Continued in next post.


----------



## trc65 (Jan 12, 2022)

At this point, be careful with your cuts, everything you remove will show in the outline after flipping pieces.

Now, remove the material as shown in the next picture. Try to keep the cut as straight as possible, and try not to change the diameter of the points.





When flipped, it should look like this.





Notice that this tree has a trunk as I rounded the section to the left of the first cut. If you don't want a trunk, your cuts should look like the next picture where the blank is still flat to the left of the first cut with the parting tool. 

I should also mention that you need to sand and finish before you flip and reglue the pieces.









At this point in time, after flipping and glueing the blank back together, it's time to start shaping the ornament.

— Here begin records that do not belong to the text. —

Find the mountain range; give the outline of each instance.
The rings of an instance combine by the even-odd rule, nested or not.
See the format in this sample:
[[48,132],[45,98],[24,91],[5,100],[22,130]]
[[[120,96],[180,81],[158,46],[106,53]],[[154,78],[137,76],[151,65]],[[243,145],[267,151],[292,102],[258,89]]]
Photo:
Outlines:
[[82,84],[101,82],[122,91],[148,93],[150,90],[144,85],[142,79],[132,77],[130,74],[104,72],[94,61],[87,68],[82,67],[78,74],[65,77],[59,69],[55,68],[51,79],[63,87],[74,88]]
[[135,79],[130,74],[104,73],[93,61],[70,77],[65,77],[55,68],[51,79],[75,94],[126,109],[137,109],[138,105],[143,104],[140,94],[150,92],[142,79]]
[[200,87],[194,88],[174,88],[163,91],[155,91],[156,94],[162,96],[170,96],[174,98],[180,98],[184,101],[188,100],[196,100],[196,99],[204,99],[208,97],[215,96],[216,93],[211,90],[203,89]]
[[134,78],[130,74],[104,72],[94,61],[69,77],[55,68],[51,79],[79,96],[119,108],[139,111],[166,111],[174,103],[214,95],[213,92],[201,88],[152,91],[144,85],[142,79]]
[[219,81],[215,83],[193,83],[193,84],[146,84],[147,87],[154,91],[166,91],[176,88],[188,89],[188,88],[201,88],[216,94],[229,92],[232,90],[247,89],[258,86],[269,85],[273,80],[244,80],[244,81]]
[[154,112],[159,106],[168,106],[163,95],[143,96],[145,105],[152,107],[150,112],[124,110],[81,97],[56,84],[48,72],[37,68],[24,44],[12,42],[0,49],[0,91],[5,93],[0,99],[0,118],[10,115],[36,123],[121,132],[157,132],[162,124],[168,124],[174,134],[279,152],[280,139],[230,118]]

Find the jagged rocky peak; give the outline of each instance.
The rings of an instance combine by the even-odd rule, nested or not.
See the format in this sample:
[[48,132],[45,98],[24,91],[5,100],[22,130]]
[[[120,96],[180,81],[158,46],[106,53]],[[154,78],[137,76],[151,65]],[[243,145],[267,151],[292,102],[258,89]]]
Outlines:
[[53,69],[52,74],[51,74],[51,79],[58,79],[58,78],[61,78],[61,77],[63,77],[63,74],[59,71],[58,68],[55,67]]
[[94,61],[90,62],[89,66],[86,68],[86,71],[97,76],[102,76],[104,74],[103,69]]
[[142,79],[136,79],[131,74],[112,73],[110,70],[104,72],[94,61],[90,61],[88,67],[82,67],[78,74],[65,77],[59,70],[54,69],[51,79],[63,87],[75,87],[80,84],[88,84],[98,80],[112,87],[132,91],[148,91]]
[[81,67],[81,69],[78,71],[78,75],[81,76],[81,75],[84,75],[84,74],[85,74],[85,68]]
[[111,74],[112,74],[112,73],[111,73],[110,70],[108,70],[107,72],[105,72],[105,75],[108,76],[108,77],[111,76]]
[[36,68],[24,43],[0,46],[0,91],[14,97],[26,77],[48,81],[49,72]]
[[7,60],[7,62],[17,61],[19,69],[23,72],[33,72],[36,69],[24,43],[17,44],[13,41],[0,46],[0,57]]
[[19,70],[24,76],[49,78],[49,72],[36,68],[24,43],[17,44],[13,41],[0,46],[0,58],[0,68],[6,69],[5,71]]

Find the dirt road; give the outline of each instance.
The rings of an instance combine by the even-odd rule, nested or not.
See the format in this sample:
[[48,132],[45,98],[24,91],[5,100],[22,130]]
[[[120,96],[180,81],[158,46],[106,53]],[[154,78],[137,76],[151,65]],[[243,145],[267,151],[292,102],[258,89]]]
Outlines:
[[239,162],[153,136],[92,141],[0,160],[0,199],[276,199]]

Speed is your friend so crank it up. Stop frequently and check thickness, and especially check on both sides of the tree to make sure you don't cut through. 

When you are all done, you will hopefully have something like this.





Practice is your friend on this type of ornament, so don't use your best pieces of wood on your first try. Cut up something cheap to practice on, because you will make mistakes. I'd also recommend taking notes and pictures along the way so you can reproduce nice designs. I still keep a model of this ornament that I never glued back together for final turning to help me visualize the process.

I know there is something I'm leaving out, while typing this second post there was info I wanted to go back and add to the first post, but can't remember what......

Reactions: Like 1 | Great Post 1 | Way Cool 5 | Informative 5


----------



## William Tanner (Jan 12, 2022)

Thanks Tim. I’ll keep this.

Reactions: Like 1


----------



## Tony (Jan 13, 2022)

Thanks Tim!

Reactions: Like 1


----------



## DLJeffs (Jan 13, 2022)

Very innovative and creative. Kind of like when an artist uses shadows to create light and depth.

Reactions: Thank You! 1


----------



## Barb (Jan 16, 2022)

Very nice!

Reactions: Thank You! 1


----------